La magie des racines

Racines / Baktybek Asanakunov, G. A. Lazkov, Inna Kuzovkina, Anastasia Guseva

Peu de personnes connaissent aussi bien la biologie des racines qu’Inna Kuzovkina. Les cellules végétales qu’elle cultive à Moscou et à Bichkek avec ses collègues kirghizes pourraient bientôt jouer un rôle important dans la lutte contre le cancer.

"La plupart des gens n’imaginent pas à quel point ces racines sont belles. Chez nous, à l’institut de physiologie végétale de l’académie des sciences, elles poussent dans des tubes de verre. Ce sont des cultures très sensibles, et leur entretien demande de bons yeux, du doigté et beaucoup d’attention. Et quand le travail me plaît particulièrement, il m’arrive même de leur parler. Hors laboratoire, les racines forment une unité avec la pousse, la partie aérienne de la plante. Dans les années 1990 (c’était donc encore à l’époque soviétique), nous avons réussi à cultiver pour la première fois des racines isolées: cela a été à la fois une grande surprise et un triomphe. Nous utilisons différentes souches naturelles d’une bactérie du sol, Agrobacterium rhizogenes, qui contamine les racines et active leur croissance. Sous son influence, ces dernières forment de fines racines latérales. Elles n’arrêtent jamais de se développer si l’on prend bien soin d’elles et si l’on transplante régulièrement des petits morceaux de racines dans un milieu de culture frais. Certaines de nos cultures prospèrent depuis plus de vingt ans.

Dans le cadre du projet SCOPES que nous avons mené récemment avec des collègues du Kirghizistan et de Suisse, nous avons créé des cultures de racines de plantes médicinales du genre Scutellaria.

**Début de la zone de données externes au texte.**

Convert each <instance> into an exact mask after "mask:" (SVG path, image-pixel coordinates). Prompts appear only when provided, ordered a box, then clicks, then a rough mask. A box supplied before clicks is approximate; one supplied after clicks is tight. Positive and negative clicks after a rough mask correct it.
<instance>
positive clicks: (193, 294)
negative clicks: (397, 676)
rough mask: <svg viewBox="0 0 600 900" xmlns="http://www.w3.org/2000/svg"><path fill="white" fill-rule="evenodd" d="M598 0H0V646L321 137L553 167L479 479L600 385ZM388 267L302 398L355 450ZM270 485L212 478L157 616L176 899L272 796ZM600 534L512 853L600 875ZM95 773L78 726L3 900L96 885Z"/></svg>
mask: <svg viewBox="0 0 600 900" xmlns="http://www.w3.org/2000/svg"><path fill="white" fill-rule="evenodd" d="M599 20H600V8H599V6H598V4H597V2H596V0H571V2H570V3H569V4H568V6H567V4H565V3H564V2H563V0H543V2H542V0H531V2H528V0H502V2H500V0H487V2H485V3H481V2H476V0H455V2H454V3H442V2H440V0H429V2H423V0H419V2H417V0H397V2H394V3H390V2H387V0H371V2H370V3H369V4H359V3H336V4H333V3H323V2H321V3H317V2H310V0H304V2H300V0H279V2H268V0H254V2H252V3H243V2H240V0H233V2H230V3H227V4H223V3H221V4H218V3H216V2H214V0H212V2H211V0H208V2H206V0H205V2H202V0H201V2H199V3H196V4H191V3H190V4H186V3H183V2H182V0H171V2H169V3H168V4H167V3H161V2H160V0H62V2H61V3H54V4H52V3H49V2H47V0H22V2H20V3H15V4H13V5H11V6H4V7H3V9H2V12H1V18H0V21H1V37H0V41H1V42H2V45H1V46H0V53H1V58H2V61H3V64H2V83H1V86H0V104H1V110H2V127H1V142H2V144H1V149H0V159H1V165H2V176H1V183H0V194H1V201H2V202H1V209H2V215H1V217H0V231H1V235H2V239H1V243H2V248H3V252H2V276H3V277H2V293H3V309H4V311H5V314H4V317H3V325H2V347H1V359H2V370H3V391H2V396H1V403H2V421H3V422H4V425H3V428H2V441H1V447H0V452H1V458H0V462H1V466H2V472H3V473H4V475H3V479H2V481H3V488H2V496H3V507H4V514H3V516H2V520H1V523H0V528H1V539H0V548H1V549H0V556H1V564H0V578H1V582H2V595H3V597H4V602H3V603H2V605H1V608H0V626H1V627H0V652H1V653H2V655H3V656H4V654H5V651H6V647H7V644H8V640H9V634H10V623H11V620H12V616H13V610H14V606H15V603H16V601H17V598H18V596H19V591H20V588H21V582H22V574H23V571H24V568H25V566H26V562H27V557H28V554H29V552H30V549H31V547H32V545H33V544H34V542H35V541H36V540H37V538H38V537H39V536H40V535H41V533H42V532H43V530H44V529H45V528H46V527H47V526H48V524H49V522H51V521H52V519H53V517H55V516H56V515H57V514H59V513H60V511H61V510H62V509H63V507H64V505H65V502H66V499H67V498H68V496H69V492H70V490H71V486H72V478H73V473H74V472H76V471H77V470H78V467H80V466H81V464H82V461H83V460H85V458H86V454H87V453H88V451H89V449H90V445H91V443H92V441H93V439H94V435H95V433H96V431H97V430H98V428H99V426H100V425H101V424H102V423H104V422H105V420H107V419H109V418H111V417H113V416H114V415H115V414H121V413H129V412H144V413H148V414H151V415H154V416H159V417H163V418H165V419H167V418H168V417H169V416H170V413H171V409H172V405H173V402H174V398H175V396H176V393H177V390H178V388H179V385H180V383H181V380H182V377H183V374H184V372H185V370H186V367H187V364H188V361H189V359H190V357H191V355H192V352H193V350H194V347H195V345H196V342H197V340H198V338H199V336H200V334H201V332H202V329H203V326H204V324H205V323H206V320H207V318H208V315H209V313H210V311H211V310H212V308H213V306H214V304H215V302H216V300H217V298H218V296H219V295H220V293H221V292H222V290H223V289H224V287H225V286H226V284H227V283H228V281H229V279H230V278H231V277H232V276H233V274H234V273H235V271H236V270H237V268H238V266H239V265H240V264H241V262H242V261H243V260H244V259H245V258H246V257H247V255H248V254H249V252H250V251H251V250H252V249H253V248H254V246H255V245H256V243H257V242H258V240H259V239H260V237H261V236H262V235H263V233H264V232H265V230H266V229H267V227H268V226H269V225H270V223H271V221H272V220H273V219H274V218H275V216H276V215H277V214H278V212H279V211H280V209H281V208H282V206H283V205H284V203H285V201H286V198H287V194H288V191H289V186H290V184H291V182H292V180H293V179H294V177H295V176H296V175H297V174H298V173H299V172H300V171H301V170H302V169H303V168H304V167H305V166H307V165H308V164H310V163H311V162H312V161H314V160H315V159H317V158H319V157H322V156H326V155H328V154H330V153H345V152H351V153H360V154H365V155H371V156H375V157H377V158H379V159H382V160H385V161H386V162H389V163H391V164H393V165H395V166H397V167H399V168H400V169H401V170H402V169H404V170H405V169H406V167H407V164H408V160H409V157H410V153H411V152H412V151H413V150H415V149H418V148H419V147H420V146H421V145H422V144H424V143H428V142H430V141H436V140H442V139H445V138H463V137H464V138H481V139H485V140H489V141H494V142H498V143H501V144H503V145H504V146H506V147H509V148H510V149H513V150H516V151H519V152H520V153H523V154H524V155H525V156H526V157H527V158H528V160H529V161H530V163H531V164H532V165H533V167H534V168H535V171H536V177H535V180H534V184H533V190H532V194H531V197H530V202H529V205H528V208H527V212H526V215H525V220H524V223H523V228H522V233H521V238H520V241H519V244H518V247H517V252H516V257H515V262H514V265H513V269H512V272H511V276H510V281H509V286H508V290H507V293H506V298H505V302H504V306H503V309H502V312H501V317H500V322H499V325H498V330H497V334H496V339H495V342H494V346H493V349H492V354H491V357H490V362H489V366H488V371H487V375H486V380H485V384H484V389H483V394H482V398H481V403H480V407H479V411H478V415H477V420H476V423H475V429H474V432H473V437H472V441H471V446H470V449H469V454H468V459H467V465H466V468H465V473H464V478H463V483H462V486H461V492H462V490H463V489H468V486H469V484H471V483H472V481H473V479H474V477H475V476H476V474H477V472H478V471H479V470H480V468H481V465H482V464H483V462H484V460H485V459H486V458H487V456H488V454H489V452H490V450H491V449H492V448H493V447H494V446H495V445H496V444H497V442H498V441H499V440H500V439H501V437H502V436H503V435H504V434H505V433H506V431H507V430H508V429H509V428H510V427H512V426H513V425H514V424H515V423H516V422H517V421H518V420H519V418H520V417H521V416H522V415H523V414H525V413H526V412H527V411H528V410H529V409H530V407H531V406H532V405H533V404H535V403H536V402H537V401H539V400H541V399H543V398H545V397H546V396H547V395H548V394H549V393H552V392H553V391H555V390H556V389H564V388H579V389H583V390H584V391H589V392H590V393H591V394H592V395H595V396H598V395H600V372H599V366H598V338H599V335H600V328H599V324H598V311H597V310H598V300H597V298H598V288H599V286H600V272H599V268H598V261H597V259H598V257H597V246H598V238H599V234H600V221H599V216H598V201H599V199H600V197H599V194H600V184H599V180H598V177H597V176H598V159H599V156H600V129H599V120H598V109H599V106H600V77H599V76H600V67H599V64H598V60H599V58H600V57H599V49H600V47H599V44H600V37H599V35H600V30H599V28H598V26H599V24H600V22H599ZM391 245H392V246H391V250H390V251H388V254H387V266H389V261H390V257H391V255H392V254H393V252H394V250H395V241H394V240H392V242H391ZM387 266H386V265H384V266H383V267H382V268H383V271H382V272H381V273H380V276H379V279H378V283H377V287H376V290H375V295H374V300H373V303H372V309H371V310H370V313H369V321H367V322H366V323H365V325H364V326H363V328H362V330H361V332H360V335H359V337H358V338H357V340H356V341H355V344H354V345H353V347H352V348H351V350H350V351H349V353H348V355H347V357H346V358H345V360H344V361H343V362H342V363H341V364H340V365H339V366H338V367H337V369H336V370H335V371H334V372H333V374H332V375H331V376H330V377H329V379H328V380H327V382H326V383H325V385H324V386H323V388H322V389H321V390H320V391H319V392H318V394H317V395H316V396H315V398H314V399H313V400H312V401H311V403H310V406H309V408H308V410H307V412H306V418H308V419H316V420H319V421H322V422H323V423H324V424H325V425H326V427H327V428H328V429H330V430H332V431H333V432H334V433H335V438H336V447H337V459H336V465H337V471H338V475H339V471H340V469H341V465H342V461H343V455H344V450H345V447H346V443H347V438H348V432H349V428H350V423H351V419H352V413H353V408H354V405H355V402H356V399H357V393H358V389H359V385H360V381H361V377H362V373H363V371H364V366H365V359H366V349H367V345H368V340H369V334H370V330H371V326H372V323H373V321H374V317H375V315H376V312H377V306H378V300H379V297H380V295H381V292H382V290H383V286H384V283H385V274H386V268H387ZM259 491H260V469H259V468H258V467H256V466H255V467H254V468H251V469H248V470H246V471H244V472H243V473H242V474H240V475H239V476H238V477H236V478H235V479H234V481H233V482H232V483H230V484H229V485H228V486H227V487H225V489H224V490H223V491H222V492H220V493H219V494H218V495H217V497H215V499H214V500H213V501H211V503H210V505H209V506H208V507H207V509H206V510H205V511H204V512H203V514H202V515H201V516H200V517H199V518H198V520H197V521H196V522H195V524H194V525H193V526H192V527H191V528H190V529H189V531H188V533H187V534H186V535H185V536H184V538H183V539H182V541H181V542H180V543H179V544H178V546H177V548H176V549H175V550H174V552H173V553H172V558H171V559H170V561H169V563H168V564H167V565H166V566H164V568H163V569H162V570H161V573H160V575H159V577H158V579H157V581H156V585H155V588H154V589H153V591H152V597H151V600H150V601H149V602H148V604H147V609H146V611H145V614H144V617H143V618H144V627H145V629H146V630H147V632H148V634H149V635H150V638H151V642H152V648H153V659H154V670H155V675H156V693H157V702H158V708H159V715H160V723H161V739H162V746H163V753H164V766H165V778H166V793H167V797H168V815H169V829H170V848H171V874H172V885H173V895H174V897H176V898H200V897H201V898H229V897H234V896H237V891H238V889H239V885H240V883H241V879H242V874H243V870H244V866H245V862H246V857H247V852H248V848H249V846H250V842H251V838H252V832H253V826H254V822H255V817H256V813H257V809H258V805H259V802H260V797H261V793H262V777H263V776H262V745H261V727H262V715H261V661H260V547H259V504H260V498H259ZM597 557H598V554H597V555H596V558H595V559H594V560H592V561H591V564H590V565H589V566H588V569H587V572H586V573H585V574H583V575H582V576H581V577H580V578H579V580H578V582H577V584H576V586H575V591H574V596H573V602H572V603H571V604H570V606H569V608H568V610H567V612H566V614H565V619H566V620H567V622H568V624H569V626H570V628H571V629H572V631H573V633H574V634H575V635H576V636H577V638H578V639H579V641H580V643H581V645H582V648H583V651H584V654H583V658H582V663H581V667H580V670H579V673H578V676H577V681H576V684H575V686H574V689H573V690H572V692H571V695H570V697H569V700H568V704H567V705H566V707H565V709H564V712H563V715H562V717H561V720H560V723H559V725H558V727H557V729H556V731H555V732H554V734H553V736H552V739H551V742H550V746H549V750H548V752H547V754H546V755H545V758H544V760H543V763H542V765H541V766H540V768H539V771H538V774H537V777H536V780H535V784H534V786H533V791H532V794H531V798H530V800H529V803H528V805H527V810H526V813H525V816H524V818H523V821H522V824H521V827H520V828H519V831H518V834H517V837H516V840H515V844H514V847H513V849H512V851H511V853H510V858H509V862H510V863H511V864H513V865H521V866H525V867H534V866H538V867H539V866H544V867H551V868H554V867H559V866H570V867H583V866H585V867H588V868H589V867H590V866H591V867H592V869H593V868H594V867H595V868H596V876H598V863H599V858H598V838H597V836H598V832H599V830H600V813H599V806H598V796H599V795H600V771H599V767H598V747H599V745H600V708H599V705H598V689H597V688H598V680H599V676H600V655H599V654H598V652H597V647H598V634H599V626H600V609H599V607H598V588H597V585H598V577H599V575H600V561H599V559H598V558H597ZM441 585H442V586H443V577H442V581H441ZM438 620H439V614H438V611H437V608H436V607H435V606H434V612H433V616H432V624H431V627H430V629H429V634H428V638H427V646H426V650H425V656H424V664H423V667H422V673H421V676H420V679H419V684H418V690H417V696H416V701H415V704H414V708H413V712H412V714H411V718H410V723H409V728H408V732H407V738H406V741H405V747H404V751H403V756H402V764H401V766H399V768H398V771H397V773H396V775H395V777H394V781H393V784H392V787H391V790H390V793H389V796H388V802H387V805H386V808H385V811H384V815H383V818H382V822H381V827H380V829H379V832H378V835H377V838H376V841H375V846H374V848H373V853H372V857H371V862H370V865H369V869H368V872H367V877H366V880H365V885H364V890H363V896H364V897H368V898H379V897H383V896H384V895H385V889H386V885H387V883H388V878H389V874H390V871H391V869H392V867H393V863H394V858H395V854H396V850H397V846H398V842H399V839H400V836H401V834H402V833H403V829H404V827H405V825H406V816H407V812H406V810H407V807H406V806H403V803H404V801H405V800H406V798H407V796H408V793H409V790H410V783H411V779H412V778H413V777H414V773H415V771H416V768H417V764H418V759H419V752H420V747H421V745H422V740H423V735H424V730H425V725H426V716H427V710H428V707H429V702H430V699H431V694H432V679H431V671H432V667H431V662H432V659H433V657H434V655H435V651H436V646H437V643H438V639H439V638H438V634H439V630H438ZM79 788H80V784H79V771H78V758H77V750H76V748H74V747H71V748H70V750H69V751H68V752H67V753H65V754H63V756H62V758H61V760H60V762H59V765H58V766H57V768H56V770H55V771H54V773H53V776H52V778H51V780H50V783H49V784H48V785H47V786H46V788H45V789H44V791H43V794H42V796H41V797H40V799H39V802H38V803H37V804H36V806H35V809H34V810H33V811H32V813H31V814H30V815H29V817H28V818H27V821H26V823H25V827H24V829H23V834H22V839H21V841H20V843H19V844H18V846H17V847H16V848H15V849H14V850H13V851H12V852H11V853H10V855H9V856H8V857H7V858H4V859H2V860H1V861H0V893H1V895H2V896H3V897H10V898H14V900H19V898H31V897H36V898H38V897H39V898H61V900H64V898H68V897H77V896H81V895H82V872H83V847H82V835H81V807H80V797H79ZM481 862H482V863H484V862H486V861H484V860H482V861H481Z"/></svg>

Au Kirghizistan, il en pousse 32 espèces différentes, dont 17 sont endémiques. Elles ne grandissent que dans ce pays et nulle part ailleurs au monde. Nombre d’entre elles sont de plus en plus menacées, en raison des cueillettes incontrôlées. Avec nos cultures, nous espérons contribuer à la conservation par biotechnologie de la diversité végétale au Kirghizistan.

La scutellaire du Baïkal, Scutellaria baicalensis, fait l’objet d’une exploitation intense, notamment parce qu’en médecine chinoise, elle est considérée comme la deuxième plante médicinale la plus importante. En Occident aussi, elle est l’objet de toujours plus d’attention, depuis que l’on sait qu’elle contient certaines substances comme la wogonine. On a découvert, il y a quelques années, que cette flavone était inoffensive pour les cellules saines mais mortelle pour certaines cellules cancéreuses. Or, comme beaucoup d’autres produits du métabolisme végétal, la wogonine se concentre exclusivement dans les racines. Nos cultures revêtent donc un grand intérêt pour l’industrie pharmaceutique.

Ce d’autant plus qu’à côté des cultures de racines, nous avons aussi réussi à réaliser des cals de Scutellaria andrachnoides, une scutellaire menacée et endémique du Kirghizistan. Les cals sont des amas de cellules qui sont repassées à un stade indifférencié. Et qui, ensuite, se multiplient telles des espèces de cellules souches végétales. Contrairement aux cultures de racines, les cals ne forment pas de vraies racines, mais poussent simplement en amas cellulaires informes.

Lorsque nous avons analysé, avec nos doctorants, le contenu des cellules, nous avons été étonnés de constater que les cultures de cals contenaient presque exclusivement de la wogonine, alors que les cultures de racines renfermaient différentes flavones. Cela devrait réduire considérablement l’investissement nécessaire pour isoler cet anticancéreux potentiel.


J’ai 75 ans et ne voyage plus aussi facilement qu’avant. Mes collègues du Kirghizistan se sont donc rendus plus souvent à Moscou que nous ne sommes allés, mon groupe et moi, à Bichkek. Avec ma collègue, nous avions supervisé, il y a de nombreuses années, l’actuelle directrice du laboratoire de biotechnologie végétale de l’académie nationale du Kirghizistan, Anara Umralina. Depuis toutes ces années, une amitié nous lie. Mais sans le généreux soutien financier venu de Suisse, ce projet n’aurait jamais pu être mis en place. Tout notre collectif russo-kirghize en est très reconnaissant.


De nombreux collègues de mon âge continuent à s’intéresser à la science et à travailler comme moi. Cela leur permet d’améliorer leur petite retraite qui, dans mon cas, représente tout juste un tiers de mon ancien salaire. Ce que nous souhaitons toutefois par-dessus tout c’est de transmettre notre expérience. Je voudrais pouvoir un jour remettre mes cultures de racines entre d’autres bonnes mains."